3 responses to “First Proposal Rejection”

  1. gasstationwithoutpumps

    It isn’t the first rejection that hurts, it is the 10th in a row that is painful. I’ve never been able to generate many grant proposals at a time—each one takes me months to prepare. So the rejections cost me much more than they cost people who just scatter proposals like birdseed.

    I’m considering giving up on having any more grad students (I’ve already given up on summer salary) and just doing unfunded research in collaboration with others. The only tough part is going to be replacing computers—most of my research now is done either on machines surplused from other projects 5 years ago or borrowed time from another researcher who has funding.

    1. GEARS

      I fear if I go that route, I’ll be out of “the game” in a few years.

  2. GMP

    You are doing well to focus on young investigator grants. They have smaller applicant pools and the chances of getting them are much higher.

    I have received a number of rejections over my career, it’s the nature of the game (at agencies such as the NSF and DOE, which have peer review; with DoD it makes little sense to even apply unless you know the program manager well and he invited the full proposal). This past year was pretty brutal, but I got two co-PI proposals and there are several leads for next year so we’re in good shape.

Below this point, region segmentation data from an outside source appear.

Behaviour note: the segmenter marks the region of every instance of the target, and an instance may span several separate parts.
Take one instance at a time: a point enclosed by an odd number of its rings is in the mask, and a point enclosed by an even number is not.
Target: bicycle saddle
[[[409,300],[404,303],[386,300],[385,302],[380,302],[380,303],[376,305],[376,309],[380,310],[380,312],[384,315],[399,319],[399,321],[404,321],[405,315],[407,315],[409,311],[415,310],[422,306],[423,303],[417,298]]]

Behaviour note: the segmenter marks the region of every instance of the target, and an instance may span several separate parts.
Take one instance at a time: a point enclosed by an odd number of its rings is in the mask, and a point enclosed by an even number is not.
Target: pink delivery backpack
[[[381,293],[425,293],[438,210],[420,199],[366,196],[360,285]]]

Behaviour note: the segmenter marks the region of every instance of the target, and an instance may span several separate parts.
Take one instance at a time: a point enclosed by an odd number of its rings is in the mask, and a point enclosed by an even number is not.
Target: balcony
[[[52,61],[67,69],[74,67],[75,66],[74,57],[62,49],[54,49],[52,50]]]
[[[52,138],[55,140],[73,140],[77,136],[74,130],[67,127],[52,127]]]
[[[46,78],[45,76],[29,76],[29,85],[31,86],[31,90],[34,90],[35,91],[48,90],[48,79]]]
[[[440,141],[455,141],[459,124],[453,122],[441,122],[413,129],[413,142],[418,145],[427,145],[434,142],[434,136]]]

    How I handle grant rejection? Badly. It ruins my day, my week, sometimes my month (rejections on single-investigator grants are particularly hard, because there is no one to blame but myself.) I bitch, moan, and despair. Re-read many times then stop reading the reviews altogether. I try to figure out who sank my proposal and send negative vibes their way. I wonder if I will even receive another grant in my entire life (I do this one a lot, it’s my biggest professional fear). But, I eventually get up and start working on more grants, all over again, because failure to secure funding is not an option, at least not for me. I can’t do all the projects I would like to do even with the group I have now, and there’s no way I could do it all by myself. Not getting more funding is not acceptable, so I just keep writing, keep coming up with new ideas, changing or fully discarding old ones. The only way to secure funding is to keep at it. As a program manager told me at one point in the past “You are creative, eventually you will get something funded.” He was right.

    Perseverance is a key ingredient of academic success. Good luck!